This catalogue focuses on a series of paintings made of discarded euro banknotes. These imposing fields of colour produced by the synthesis of the original banknotes are part of a greater investigation that seeks to remobilise devalued material. With a foreword by Jean Capeille.
“The story of the success enjoyed by pulp magazines comes down to a principle of coherence. Narratives of what are considered to be minor puzzles—science fiction episodes, police investigations, erotic pretexts—find, in pulp paper, the "inferior" material base that makes their widespread distribution possible. According to this tautological justification, the sophistication of the object refers back to the supposed sophistication of its content. The operation that Christodoulos Panayiotou executes with his Pulp Paintings represents a crack in this principle of causality. He imposes a compact, flat form on a pile of demonetised banknotes salvaged from the Banque de France, creating paper pulp from shredded money that by the end of the process will have conserved nothing of its original composition except a residual manifestation of pigment. Nothing remains of this invalidated material apart from a new colour produced by the synthesis of the original banknotes. It is said of colour that it represents the substance of the object: in this sense it is as if "money laundering" was money's ultimate fate—that which doesn't readily "show its colour" finally sets it up as the sole guarantee of its own reality.”
Jean Capeille
Published on the occasion of the artist's exhibition at galerie Kamel Mennour, Paris, from October 15 to November 24, 2018.

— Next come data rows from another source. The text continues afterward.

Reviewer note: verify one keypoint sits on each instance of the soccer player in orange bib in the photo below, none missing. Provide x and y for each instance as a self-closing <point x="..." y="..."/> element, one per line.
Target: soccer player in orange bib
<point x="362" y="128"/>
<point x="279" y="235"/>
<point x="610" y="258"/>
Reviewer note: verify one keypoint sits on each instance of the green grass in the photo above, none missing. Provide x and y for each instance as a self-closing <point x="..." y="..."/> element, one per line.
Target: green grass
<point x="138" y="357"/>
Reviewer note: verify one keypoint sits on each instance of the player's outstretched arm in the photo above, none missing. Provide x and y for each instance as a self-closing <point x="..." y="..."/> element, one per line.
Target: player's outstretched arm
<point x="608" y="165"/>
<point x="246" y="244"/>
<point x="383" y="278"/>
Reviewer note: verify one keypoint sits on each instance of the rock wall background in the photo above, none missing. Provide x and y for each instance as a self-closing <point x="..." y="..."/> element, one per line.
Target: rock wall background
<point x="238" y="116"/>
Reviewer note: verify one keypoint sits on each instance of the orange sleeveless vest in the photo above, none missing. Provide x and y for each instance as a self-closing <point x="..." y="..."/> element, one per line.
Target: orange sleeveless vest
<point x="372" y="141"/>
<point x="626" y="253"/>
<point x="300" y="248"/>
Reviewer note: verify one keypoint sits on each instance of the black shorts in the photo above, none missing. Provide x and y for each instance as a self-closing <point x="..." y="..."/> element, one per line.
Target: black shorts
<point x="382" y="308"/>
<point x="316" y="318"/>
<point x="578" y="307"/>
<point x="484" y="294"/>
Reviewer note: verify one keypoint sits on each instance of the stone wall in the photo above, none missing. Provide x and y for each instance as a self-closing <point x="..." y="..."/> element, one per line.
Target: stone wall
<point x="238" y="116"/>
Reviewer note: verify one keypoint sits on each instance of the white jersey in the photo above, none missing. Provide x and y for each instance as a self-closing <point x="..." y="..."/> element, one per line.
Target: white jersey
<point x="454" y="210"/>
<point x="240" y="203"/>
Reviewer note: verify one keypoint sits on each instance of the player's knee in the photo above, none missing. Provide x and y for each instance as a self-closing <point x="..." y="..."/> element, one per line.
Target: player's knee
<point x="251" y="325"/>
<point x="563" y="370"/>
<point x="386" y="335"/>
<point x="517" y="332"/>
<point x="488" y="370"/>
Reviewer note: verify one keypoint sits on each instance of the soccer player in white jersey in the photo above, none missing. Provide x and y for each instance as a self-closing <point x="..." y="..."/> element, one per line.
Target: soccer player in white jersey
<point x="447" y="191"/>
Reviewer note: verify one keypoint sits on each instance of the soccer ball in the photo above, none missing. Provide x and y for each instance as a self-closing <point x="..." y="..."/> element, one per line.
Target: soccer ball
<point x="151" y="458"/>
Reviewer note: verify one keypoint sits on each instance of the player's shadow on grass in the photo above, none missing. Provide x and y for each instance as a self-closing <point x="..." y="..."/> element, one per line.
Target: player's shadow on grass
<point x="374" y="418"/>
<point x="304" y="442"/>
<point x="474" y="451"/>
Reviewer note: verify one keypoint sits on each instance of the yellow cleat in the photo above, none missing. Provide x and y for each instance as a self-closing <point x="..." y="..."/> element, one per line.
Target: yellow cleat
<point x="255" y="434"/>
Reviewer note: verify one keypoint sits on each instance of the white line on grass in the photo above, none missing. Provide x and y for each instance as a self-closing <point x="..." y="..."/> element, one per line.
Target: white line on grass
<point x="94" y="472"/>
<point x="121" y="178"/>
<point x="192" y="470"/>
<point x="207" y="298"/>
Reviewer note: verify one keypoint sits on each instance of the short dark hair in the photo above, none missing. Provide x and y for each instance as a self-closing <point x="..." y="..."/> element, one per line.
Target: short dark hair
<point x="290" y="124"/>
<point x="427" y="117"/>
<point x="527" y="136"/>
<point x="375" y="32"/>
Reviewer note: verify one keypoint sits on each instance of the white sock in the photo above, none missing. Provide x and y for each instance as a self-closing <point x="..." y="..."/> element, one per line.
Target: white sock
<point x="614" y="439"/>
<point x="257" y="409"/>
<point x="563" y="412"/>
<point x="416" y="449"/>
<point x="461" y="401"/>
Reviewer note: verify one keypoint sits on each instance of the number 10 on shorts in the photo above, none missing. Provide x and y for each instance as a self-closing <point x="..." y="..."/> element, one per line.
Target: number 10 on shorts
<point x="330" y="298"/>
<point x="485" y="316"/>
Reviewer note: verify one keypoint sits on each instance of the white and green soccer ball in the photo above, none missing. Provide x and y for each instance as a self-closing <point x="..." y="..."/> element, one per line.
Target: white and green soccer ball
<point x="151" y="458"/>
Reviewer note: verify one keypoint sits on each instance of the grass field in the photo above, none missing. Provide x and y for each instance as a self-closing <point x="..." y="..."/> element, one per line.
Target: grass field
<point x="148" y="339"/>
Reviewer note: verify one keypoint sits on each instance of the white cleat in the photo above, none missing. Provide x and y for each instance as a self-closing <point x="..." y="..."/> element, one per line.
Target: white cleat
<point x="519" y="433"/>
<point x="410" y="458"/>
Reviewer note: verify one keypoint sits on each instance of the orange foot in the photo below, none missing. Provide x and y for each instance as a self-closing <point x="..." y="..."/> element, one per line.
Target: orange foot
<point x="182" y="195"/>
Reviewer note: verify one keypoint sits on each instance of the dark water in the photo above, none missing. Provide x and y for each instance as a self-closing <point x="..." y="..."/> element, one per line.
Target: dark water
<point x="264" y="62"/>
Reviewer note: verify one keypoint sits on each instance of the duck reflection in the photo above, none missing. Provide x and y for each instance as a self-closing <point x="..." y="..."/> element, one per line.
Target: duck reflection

Christodoulos Panayiotou's (born 1978 in Limassol, Cyprus) wide-ranging research focuses on the identification and uncovering of hidden narratives in the visual records of history and time.
Solo exhibitions of his work have been held (amongst others) at the 56th Venice Biennial, The Cyprus Pavilion; Camden Arts Centre, London; Musée d'Orsay, Paris; Casa Luis Barragán, Mexico City; Moderna Museet, Stockholm; Kunsthalle Zürich; Casino Luxembourg; CCA Kitakyushu; Museum of Contemporary Art, St. Louis; Museum of Contemporary Art, Leipzig; Centre d'Art Contemporain de Brétigny; and at Point Center of Contemporary Art, Nicosia. In 2019 he collaborated on the conception of the Emma Kunz - Visionary Drawings exhibition at the Serpentine Gallery. His work was also shown in a number of group exhibitions including: the 8th Melle Biennale; the 14th Lyon Biennial; the 13th Sharjah Biennial; dOCUMENTA (13), Kassel; 8th Berlin Biennale; 7th Liverpool Biennial; Hammer Museum, Los Angeles; Centre Pompidou, Paris; Museion, Bolzano; Migros Museum, Zürich; CCA Wattis Institute for Contemporary Arts, San Francisco; Joan Miro Foundation, Barcelona; Witte de With, Rotterdam; Bonniers Konsthall, Stockholm; Philadelphia Museum of Art; Ashkal Alwan Center for Contemporary Arts, Beirut; Artist Space, New York; MoCA Miami.